Question ID:
Legal Act:
Regulation (EU) No 575/2013 (CRR)
Own funds
COM Delegated or Implementing Acts/RTS/ITS/GLs/Recommendations:
Not applicable
Not applicable
Disclose name of institution / entity:
Type of submitter:
Competent authority
Subject Matter:
Amended ranking requirement in point (d) of Article 63 of the CRR

Which interpretation of the new requirement in point (d) of Article 63 of Regulation (EU) No 575/2013 (CRR), as amended by Regulation (EU) 2019/876 is correct?

  • Do all banks need to amend the T&Cs of their Tier 2 instruments due to the new wording of point (d) of Article 63 of the CRR in order to be CRR-compliant (considering that there is no respective grandfathering provision in the CRR)? or
  • Do banks for which the resolution authority does not set a subordination requirement with respect to MREL or banks for which the MREL requirement consists solely of the loss absorption amount (as the respective bank is to be wound up under normal insolvency proceedings and not subject to resolution) remain compliant with the new wording in point (d) of Article 63 of the CRR without the need to amend their respective T&Cs?
Background on the question:

According to Regulation (EU) No 575/2013 as amended by Regulation (EU) 2019/876, the new text of point (d) of Article 63 is the following: “…the claim on the principal amount of the instruments under the provisions governing the instruments ranks below any claim from eligible liabilities instruments;” instead of “…is wholly subordinated to claims of all non-subordinated creditors”.

G-SIIs and top-tier banks are generally subject to a minimum MREL requirement that must be met with own funds and subordinated eligible liabilities (subordinated MREL). Other banks (i.e. non G-SIIs and non top-tier banks) are not subject to a minimum subordinated MREL requirement. However, when setting the institution-specific MREL requirement, the resolution authority may decide to set a subordination requirement. For banks, which are to be wound up under normal insolvency proceedings, the resolution authority may decide to set the MREL requirement equal to the loss absorption amount solely.

Date of submission:
Published as Final Q&A:
Final Answer:

Regulation (EU) No 575/2013 (EU), as amended by Regulation (EU) 2019/876, provides that own funds instruments should rank junior in insolvency to eligible liabilities instruments that are defined in Article 72b of the CRR, by amending the corresponding eligibility criterion for Tier 2 instruments (i.e. point (d) of Article 63 of the CRR).

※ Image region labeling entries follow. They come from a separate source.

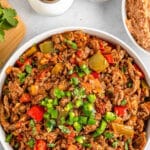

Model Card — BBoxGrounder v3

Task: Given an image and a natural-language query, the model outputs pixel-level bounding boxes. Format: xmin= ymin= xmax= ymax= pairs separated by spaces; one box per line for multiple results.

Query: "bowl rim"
xmin=0 ymin=26 xmax=150 ymax=150
xmin=121 ymin=0 xmax=150 ymax=56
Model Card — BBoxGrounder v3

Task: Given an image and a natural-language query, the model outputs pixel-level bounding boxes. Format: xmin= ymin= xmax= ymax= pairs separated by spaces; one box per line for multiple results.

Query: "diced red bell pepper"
xmin=19 ymin=93 xmax=31 ymax=103
xmin=114 ymin=106 xmax=127 ymax=117
xmin=34 ymin=140 xmax=48 ymax=150
xmin=104 ymin=54 xmax=114 ymax=64
xmin=76 ymin=50 xmax=82 ymax=57
xmin=133 ymin=64 xmax=145 ymax=79
xmin=27 ymin=105 xmax=45 ymax=122
xmin=91 ymin=71 xmax=100 ymax=79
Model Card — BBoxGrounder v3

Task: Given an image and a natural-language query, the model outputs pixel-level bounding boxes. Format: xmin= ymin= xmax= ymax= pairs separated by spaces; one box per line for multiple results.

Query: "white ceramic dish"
xmin=0 ymin=27 xmax=150 ymax=150
xmin=121 ymin=0 xmax=150 ymax=55
xmin=28 ymin=0 xmax=73 ymax=16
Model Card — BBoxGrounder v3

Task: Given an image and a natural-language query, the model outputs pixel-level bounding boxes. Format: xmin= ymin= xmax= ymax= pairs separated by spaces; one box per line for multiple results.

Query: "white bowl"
xmin=121 ymin=0 xmax=150 ymax=55
xmin=28 ymin=0 xmax=73 ymax=16
xmin=0 ymin=27 xmax=150 ymax=150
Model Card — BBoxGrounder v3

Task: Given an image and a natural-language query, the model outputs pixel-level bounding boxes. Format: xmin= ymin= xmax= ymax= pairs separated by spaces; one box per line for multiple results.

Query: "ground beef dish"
xmin=0 ymin=31 xmax=150 ymax=150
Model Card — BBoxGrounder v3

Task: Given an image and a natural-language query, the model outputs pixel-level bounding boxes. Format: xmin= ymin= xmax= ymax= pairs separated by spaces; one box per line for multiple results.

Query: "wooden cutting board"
xmin=0 ymin=0 xmax=26 ymax=67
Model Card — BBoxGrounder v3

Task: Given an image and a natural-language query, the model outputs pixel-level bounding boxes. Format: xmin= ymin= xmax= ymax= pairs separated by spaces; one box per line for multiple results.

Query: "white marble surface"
xmin=0 ymin=0 xmax=150 ymax=150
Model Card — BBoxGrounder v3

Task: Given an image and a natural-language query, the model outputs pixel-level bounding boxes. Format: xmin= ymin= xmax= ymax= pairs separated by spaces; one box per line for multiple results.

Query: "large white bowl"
xmin=0 ymin=27 xmax=150 ymax=150
xmin=121 ymin=0 xmax=150 ymax=55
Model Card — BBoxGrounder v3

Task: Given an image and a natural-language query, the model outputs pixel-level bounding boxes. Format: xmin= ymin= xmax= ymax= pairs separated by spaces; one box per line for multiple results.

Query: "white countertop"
xmin=0 ymin=0 xmax=150 ymax=150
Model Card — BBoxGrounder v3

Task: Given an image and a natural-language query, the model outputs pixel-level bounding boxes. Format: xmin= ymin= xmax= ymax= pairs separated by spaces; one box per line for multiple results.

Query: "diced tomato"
xmin=19 ymin=93 xmax=31 ymax=103
xmin=34 ymin=140 xmax=48 ymax=150
xmin=27 ymin=105 xmax=45 ymax=122
xmin=91 ymin=71 xmax=100 ymax=79
xmin=76 ymin=50 xmax=82 ymax=57
xmin=133 ymin=64 xmax=145 ymax=79
xmin=114 ymin=106 xmax=127 ymax=117
xmin=104 ymin=54 xmax=114 ymax=64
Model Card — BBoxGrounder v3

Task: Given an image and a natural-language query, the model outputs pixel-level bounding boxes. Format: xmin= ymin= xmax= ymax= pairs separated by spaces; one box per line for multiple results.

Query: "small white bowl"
xmin=0 ymin=27 xmax=150 ymax=150
xmin=121 ymin=0 xmax=150 ymax=55
xmin=28 ymin=0 xmax=73 ymax=16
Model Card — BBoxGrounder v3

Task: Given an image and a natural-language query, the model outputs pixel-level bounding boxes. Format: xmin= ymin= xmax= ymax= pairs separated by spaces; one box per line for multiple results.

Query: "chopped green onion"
xmin=80 ymin=64 xmax=91 ymax=74
xmin=83 ymin=102 xmax=94 ymax=116
xmin=17 ymin=73 xmax=26 ymax=83
xmin=121 ymin=99 xmax=127 ymax=106
xmin=27 ymin=138 xmax=35 ymax=148
xmin=65 ymin=91 xmax=71 ymax=97
xmin=54 ymin=88 xmax=65 ymax=99
xmin=51 ymin=110 xmax=58 ymax=119
xmin=75 ymin=135 xmax=85 ymax=144
xmin=104 ymin=132 xmax=114 ymax=139
xmin=112 ymin=140 xmax=118 ymax=148
xmin=104 ymin=112 xmax=116 ymax=122
xmin=53 ymin=99 xmax=58 ymax=106
xmin=25 ymin=65 xmax=32 ymax=74
xmin=64 ymin=39 xmax=78 ymax=49
xmin=45 ymin=119 xmax=56 ymax=132
xmin=5 ymin=134 xmax=12 ymax=143
xmin=73 ymin=122 xmax=82 ymax=132
xmin=75 ymin=99 xmax=83 ymax=108
xmin=93 ymin=120 xmax=107 ymax=137
xmin=87 ymin=117 xmax=96 ymax=125
xmin=64 ymin=102 xmax=73 ymax=111
xmin=78 ymin=116 xmax=88 ymax=125
xmin=70 ymin=77 xmax=79 ymax=85
xmin=43 ymin=112 xmax=50 ymax=119
xmin=87 ymin=94 xmax=96 ymax=103
xmin=58 ymin=125 xmax=70 ymax=134
xmin=47 ymin=143 xmax=55 ymax=148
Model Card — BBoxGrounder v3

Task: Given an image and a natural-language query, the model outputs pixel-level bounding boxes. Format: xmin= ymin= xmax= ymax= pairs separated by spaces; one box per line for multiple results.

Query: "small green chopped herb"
xmin=75 ymin=135 xmax=85 ymax=144
xmin=104 ymin=132 xmax=114 ymax=139
xmin=47 ymin=143 xmax=55 ymax=148
xmin=75 ymin=99 xmax=83 ymax=108
xmin=73 ymin=122 xmax=82 ymax=132
xmin=58 ymin=125 xmax=70 ymax=134
xmin=45 ymin=119 xmax=56 ymax=132
xmin=121 ymin=99 xmax=127 ymax=106
xmin=18 ymin=73 xmax=26 ymax=83
xmin=112 ymin=140 xmax=118 ymax=148
xmin=93 ymin=120 xmax=107 ymax=137
xmin=87 ymin=94 xmax=96 ymax=103
xmin=29 ymin=119 xmax=35 ymax=128
xmin=5 ymin=134 xmax=12 ymax=143
xmin=54 ymin=88 xmax=65 ymax=99
xmin=104 ymin=112 xmax=117 ymax=122
xmin=64 ymin=102 xmax=73 ymax=111
xmin=80 ymin=64 xmax=91 ymax=74
xmin=51 ymin=110 xmax=58 ymax=119
xmin=70 ymin=77 xmax=79 ymax=85
xmin=27 ymin=138 xmax=35 ymax=148
xmin=78 ymin=116 xmax=88 ymax=125
xmin=53 ymin=99 xmax=58 ymax=106
xmin=25 ymin=65 xmax=32 ymax=74
xmin=87 ymin=117 xmax=96 ymax=125
xmin=121 ymin=66 xmax=127 ymax=73
xmin=43 ymin=112 xmax=50 ymax=119
xmin=64 ymin=39 xmax=78 ymax=50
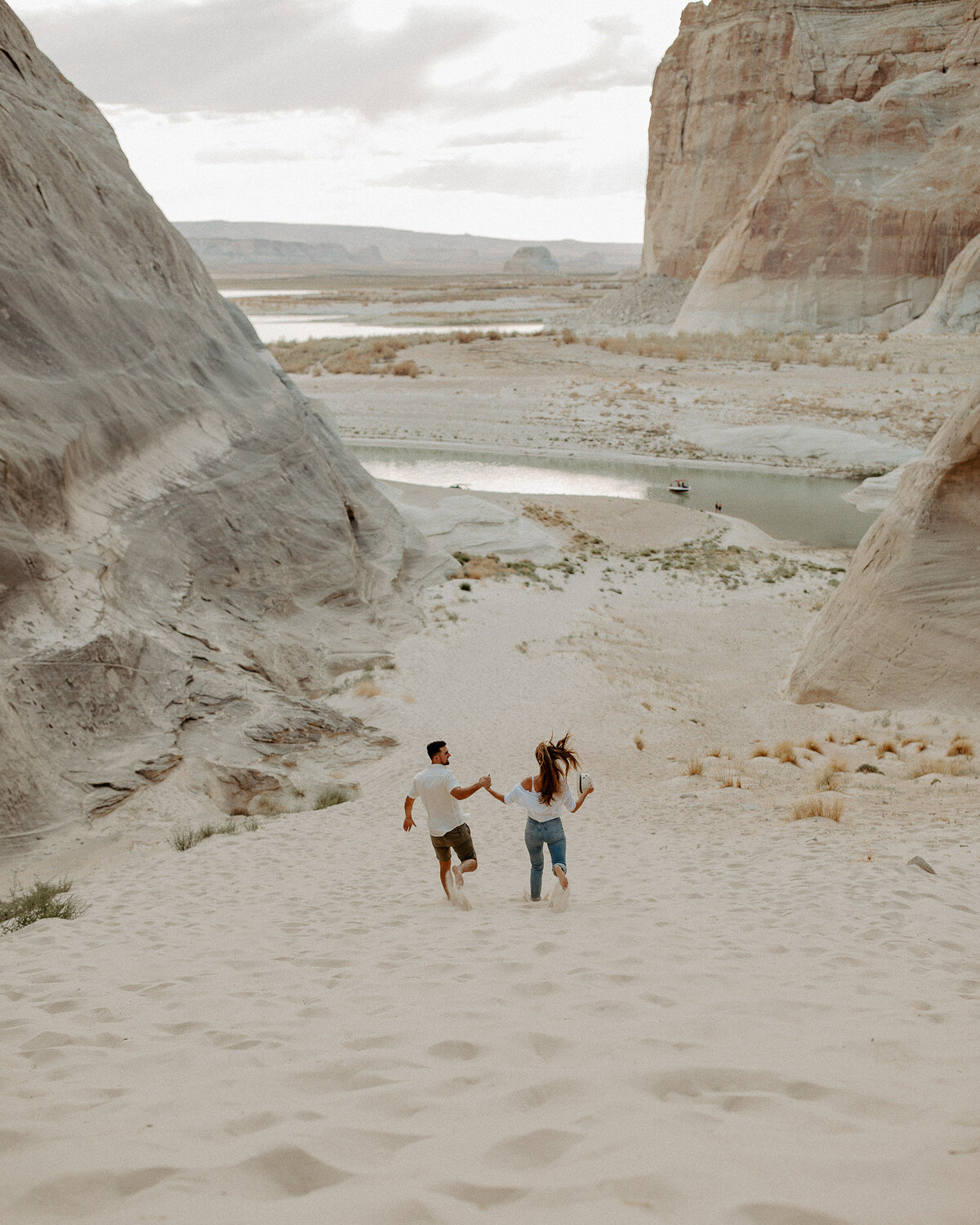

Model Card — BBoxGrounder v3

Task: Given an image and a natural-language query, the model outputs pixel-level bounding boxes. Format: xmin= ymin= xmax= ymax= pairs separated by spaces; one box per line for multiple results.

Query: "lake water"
xmin=247 ymin=316 xmax=543 ymax=345
xmin=347 ymin=441 xmax=877 ymax=548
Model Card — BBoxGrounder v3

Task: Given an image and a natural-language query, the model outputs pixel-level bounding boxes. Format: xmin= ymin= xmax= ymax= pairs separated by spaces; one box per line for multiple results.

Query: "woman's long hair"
xmin=534 ymin=732 xmax=578 ymax=804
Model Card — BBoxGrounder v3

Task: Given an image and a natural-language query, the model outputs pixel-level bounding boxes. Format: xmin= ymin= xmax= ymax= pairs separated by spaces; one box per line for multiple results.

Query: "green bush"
xmin=0 ymin=879 xmax=88 ymax=933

The CRR does not provide for a grandfathering period as regards the amended criterion. The terms and conditions of existing instruments nevertheless do not need to be modified as long as claims from Tier 2 instruments are de jure (statutorily or by contract) subordinated to claims stemming from eligible liabilities instruments, assuming the institution issued any.


The answers clarify provisions already contained in the applicable legislation. They do not extend in any way the rights and obligations deriving from such legislation nor do they introduce any additional requirements for the concerned operators and competent authorities. The answers are merely intended to assist natural or legal persons, including competent authorities and Union institutions and bodies in clarifying the application or implementation of the relevant legal provisions. Only the Court of Justice of the European Union is competent to authoritatively interpret Union law. The views expressed in the internal Commission Decision cannot prejudge the position that the European Commission might take before the Union and national courts.

Final Q&A
Answer prepared by:
Answer prepared by the European Commission because it is a matter of interpretation of Union law.